Where Do We Draw The Line On Complexity?

I’ve got a few posts planned about AI and HCI, however these require a lot of time to research and write code for, time that I don’t have given I’m flying to the US on the 21st of April. So I apologise to people who saw my last AI article on Hacker News and Reddit and subscribed to my feed expecting more of the same. There will be more, I promise. I just need more time. For now, just some musings.

I’ve been thinking a lot lately about solving problems. I read a number of programming aggregators and startup blogs, and the term “solve a problem” keeps nagging at me. To be successful, at programming and business, you need to solve a problem. I’d love to eventually run a development company, but I don’t know what problem to solve. So, I consider the problem my current employer is solving.

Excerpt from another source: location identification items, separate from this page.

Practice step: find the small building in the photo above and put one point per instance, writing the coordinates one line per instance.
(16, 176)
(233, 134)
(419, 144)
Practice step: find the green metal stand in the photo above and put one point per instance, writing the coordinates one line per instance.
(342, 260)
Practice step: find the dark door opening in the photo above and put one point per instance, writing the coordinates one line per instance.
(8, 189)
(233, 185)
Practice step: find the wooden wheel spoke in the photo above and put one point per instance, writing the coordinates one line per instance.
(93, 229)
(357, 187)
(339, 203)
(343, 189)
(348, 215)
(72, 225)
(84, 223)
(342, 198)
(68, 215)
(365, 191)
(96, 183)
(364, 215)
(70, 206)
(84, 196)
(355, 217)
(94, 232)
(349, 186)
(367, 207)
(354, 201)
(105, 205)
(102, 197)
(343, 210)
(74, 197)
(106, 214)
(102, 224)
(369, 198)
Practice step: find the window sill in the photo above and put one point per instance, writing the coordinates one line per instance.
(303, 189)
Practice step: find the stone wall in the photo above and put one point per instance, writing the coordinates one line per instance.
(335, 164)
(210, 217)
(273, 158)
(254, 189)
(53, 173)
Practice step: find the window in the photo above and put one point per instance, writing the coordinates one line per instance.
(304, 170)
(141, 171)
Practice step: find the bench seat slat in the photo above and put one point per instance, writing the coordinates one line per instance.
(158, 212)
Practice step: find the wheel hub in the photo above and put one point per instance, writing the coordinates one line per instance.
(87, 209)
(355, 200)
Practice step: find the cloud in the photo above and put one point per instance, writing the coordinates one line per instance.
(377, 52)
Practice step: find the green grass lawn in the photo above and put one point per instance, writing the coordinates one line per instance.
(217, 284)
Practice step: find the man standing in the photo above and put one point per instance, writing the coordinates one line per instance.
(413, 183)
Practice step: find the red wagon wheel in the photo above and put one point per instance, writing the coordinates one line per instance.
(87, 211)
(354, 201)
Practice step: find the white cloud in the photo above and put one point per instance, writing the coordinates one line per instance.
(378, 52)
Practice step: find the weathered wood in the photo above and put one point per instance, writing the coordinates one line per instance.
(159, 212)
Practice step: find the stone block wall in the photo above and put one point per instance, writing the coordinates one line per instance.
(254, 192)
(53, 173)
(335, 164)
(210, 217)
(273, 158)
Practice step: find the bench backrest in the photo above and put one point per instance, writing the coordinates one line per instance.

I currently work for a web development company that is doing fairly well. We have a suite of products that we sell to our clients, and sell services related to those products. They’re doing well, so obviously, they must be solving a problem. So, from “client” point of view, the problem we solve is that of letting people who don’t know anything about websites build and run complex websites.

We have a CMS product that allows non web geeks manage websites. This includes writing new pages and editing content on existing pages, publishing news items, distributing these to an email list, managing uploaded files and inserting modules of dynamic content to their hearts desire. The modules we offer include contact forms, random image rotators, resume upload controls, auto-generating bread crumbs and menus, and so on. These modules aim to reduce the complexity of managing dynamic sites, so that ordinary people can do it.

On top of that, we do custom applications built on top of that CMS site. Clients have a site they run themselves with the CMS, but some also have dedicated applications with a separate interface. These are separate because they’re custom jobs. They provide functionality that is not available in the CMS (yet), or functionality that would be too complex to maintain using the CMS. So again, we’re reducing the complexity of running a custom application.

So, on first looks, we build websites and applications that non-geeks can use. But looking further, we manage complexity. We reduce the complexity for the client, so that the client can do difficult things with ease, and don’t have to know how it’s done, only that they can do it.

On the other hand, good programming is about managing complexity. That is, trying to keep your code as free from complexity as you can get away with while still doing the job. Complex code is buggy and unmaintainable.

Complexity exists, and it is immutable. Once you’ve simplified a task to the point that the only steps involved are those that accomplish that task, and that task cannot be accomplished without those steps, you have your complexity, and it isn’t going anywhere. The task cannot be made more simple, because to do that we’d have to leave out steps, which would not accomplish the task.

What we do from then on is delegate complexity, shift it around and make it other people’s problem. Take for example, the task of creating and publishing a blog post. Our software has tagging, categories, post titles and post content. Creating a post involves writing a post, giving it a title, adding tags, selecting categories and publishing it.

Breaking it down, we need to create a body, create a title, create all categories, create all tags, link the tags to the post, link the post to the categories and publish it. Each link has a display name and a URL slug, and each category has a display name and a URL slug. URL slugs cannot contain certain characters, however their display names can.

Now, we can delegate this complexity to the user, which will result in simple code. The user will be responsible for creating tags and categories, and giving them URL slugs that fit our rules, while the application will just take the data and store it, and retrieve it when asked. The user will be responsible for assigning tags to the post and the categories, and the application just stores it. This is obviously an unacceptable level of complexity for the user.

We could also delegate all the complexity to the application, making the user experience simple. The user just types in the tags they want, picks the categories, and the application will link the tags if they exist, create them if they don’t, automatically strip unwanted characters from URL slugs and hide a lot of the complexity. In more complicated cases, this will result in very complex code that will be bug prone.

So the question is, where do we draw the line? What balance of code complexity and user interface complexity is successful? I guess you could say “make it 50/50″ and think that’s good enough, but I don’t agree. I think the balance is very contextual, and often leans in favour of code complexity. In simple examples like above, taking on all the complexity of the task in the code is a trivial thing and easily done. For nuclear reactor control software, things might not be straight forward.

This is the key to a successful software product/business, I think. Finding the right balance between complexity. If you put too much complexity on the user, user’s won’t be able to use it, and your software won’t sell, and the whole thing will bomb. If you put too much complexity on the software, it will be buggy and difficult to maintain, and will eat up development time and money, and possibly even end up costing more than it earns, and then it will bomb. That’s not even including the more personal aspects of programmer job satisfaction and sanity.

Success is finding the sweet spot when balancing complexity.